Tagore is not a threat to China, why should PUBG be a risk to India, asks Beijing?


Beijing on Thursday cited Nobel laureate Rabindranath Tagore and the popularity of yoga in China to criticize India which bans 118 Chinese apps and subtly warned New Delhi not to join the US ‘clean web’ program, Washington’s initiative. for an Internet without security threats.

The Chinese Foreign Ministry said that, unlike the reason behind India’s decision to ban all 118 apps, the popularity of Tagore’s poems or the wide approval of yoga among Chinese citizens does not mean that China sees them as “infiltration” or “threat”.

India on Wednesday banned 118 mobile apps, mostly Chinese, including Tencent Holdings Ltd’s popular PUBG video game, citing concerns about data security.

These “applications surreptitiously collect and share data and compromise users’ personal data and information that may pose a serious threat to state security,” India’s Ministry of Electronics and Information Technology said in a statement. .

The latest round of banning – India first banned 59 Chinese apps on June 29 – comes in the context of a further escalation in the current border friction between the two Himalayan neighbors in eastern Ladakh.
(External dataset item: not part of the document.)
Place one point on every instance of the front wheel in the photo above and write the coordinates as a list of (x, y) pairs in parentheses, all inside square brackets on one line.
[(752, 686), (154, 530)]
While the Ministry of Foreign Affairs invoked Tagore and his poetry, the Ministry of Commerce of China was less poetic. He said he strongly opposes India banning Chinese apps.

“The Indian actions violate the legal interests of Chinese investors and service providers and China calls on India to correct its errors,” Commerce Ministry spokesman Gao Feng said in a briefing.

Gao said India has abused national security by imposing “discriminatory restrictions” on Chinese companies,

He said that China has always asked its companies to comply with international and local rules and regulations in their overseas operations.

“We hope that the Indian side will work with the Chinese side to maintain the hard-won bilateral development and cooperation in order to build an open and fair trading environment for international investors and service providers, including companies. Chinese companies, “Gao was quoted as saying.

China’s Foreign Ministry, meanwhile, said that neither country should harm long-term interests due to myopia.

“The Indian side decided to ban some excellent and popular Chinese apps. The rights and interests of Indian users are harmed in the first place. And the rights and interests of Chinese companies will also suffer. So what India has done benefits no one, ”said spokesman Hua Chunying.

“As I said, both are ancient civilizations with splendid cultures that we are proud of, and the exchange between the two parties has been going on for thousands of years.”

Taking the example of Tagore, Hua said that many of his poems are popular in China, and then he quoted a line from one of his poems: “We misread the world and say that it deceives us.”

Also, yoga is becoming more and more popular in China; Including myself, I am very fond of Indian culture. But we don’t believe that Indian culture or poems or other things are infiltrating here or pose a threat to Chinese culture, ”Hua said.

“What we believe is that the mixture of different cultures leads to promote mutual understanding and friendship of people.”

Hua also let out a subtle warning about the ties between India and the United States.

“I have noticed that the US state department said on the same day that India banned more than 100 Chinese applications and asked other countries to join India in implementing the clean network initiative,” he said.

“So I don’t know if there is any correlation or interaction between India and the United States. But India is an ancient civilization with wise people. They should know what the United States has done on cyber security, for example, Dirtbox, Prism, Irritant Horn, Muscular, and Submarine Cabling. Indians must have the wisdom to know whether American practice on cybersecurity is clean or dirty. “

“We hope that India can remain committed to its valuable independence decision-making.”

Experts in China were expected to criticize New Delhi’s decision to ban the apps.

Zhao Gancheng, director of the Center for Asia-Pacific Studies at the Shanghai Institute of International Studies, said that while the app ban is likely to have limited impact on the Indian economy, the “… bad intentions behind the decision of the Indian government to generate tension and even a conflict with China is reaching an increasingly dangerous level ”.

“This is dangerous. The worse the Indian economy becomes, the more likely New Delhi will cause a military conflict. This is a very worrying situation,” Zhao told state media.